The second set sensitivity analyses only included individuals who had a minimum of 15 years of follow-up. Those who were included in these sensitivity analyses were significantly younger, less likely to be a minority, had higher motor-FIM scores at discharge from rehabilitation, and had a different distribution of level and severity of SCI with less likely to have tetraplegia, incomplete, than those who were excluded. No other differences were found. These sensitivity analyses found significant interactions for Time2, Age × Time and Age × Time2 interaction effects (Table 4; p=0.04, p=0.02, p=0.006). These effects, as the previously sensitivity analyses found, indicate that the trajectories of the curves are moderated by the age at the time of injury. The significant Age × Time2 term shows the average curve is more peaked patients who were older at the time of injury, while the significant Age × Time term shows a shift of the curve (for patients who were older at the time of the injury) to the left.

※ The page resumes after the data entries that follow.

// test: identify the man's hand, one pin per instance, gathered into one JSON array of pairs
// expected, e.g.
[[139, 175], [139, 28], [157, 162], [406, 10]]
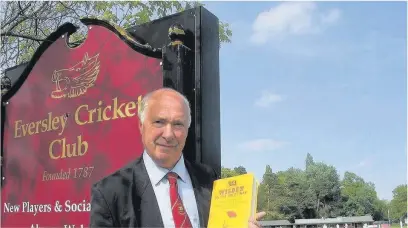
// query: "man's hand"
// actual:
[[254, 221]]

Figure 2 shows the regression lines for three different age groups (20, 40, and 60 year olds) for all three models. Covariates are held constant in Figure 2.

Figure 2.

Figure 2

Predicted curves modeled using the baseline average covariates

DISCUSSION

The study findings indicate that among the entire sample of eligible individuals with SCI the rate of increase in disability was not associated with aging per se. However, a number of interesting and useful findings emerged from the analyses. First, we found that age at injury is associated with motor-FIM score. The significant association showed that, excluding the process of aging, age influences motor-FIM score. We, also, found that excluding individuals who died or moved to a non-private home location or only analyzing those who were followed for at least 15 years (seen in sensitivity analyses), age at time of injury did have a moderating influence on the association between disability and time. In these analyses, the motor-FIM scores had a quadratic shape, indicating that an individual’s level of independence in daily activities actually increases before it decreases. This suggests that individuals make gains in their independence in activities of daily living after they are living in the community.

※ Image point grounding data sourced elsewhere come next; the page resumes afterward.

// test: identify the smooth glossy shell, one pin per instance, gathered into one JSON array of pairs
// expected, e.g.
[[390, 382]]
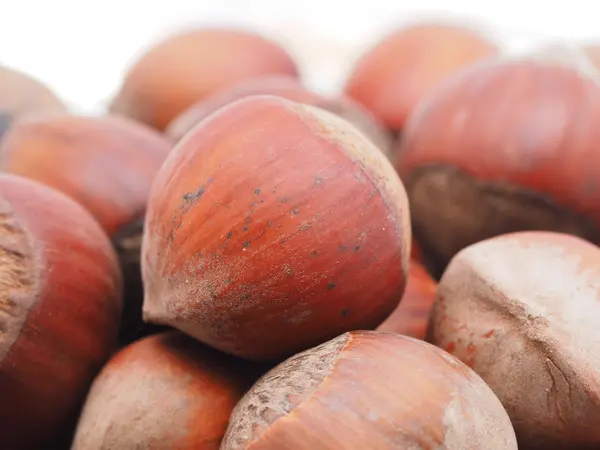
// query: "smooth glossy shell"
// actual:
[[370, 390], [185, 68], [506, 147], [164, 391], [60, 304], [523, 310], [393, 76], [274, 216], [411, 317], [290, 88]]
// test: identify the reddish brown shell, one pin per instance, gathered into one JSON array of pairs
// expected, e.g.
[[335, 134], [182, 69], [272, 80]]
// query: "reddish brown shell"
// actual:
[[523, 311], [505, 147], [274, 216], [107, 164], [164, 391], [370, 390], [183, 69], [21, 96], [393, 76], [290, 88], [60, 304], [411, 317]]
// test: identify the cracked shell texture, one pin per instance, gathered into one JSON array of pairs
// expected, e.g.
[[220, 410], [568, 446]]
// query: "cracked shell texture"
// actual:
[[523, 310]]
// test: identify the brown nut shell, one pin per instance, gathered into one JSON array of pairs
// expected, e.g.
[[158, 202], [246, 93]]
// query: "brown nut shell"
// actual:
[[185, 68], [60, 305], [370, 390], [290, 88], [108, 165], [274, 216], [522, 310], [411, 317], [391, 78], [504, 147], [163, 391]]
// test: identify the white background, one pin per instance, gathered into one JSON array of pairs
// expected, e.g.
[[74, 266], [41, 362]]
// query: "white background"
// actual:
[[81, 48]]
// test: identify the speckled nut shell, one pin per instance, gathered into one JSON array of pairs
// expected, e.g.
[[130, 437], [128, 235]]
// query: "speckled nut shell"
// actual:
[[274, 216]]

Additionally for the subgroups examined in the sensitivity analyses, the interaction indicates that the steepness of the effect age at injury has on disability is less for individuals who were younger when they sustained their SCI and becomes steeper for individuals who were older when they were injured. Thus, individuals who sustain a SCI at an older age show a different course of disability than those who are younger at the time of injury. We found that the older an individual is when they sustain a SCI, the more rapidly their disability increases over time. On the other hand, the younger an individual is when they sustain a SCI the less slowly their disability increases as they age. These findings may be due to the possibility that those who sustain a SCI at a younger age have adapted to their disability whereas those who are older do not have that opportunity to adapt as they are already experiencing physical changes with age.

Both sensitivity analyses examined a sample that was significantly younger at time of injury, had higher motor-FIM scores when discharged from rehabilitation, and had lower level and less severe SCI. Given their younger age and higher motor-FIM scores, there may have been more opportunity for these individuals to experience the effects of aging and functional decline. They had a longer time to age and demonstrate the relationship between age and disability. However, the older adults who sustained SCI or had higher level and more severe injuries may have been more likely to die or move to a non-private home location, producing a ceiling effect for this subgroup. These analyses were statistically significant but have relatively small effect sizes.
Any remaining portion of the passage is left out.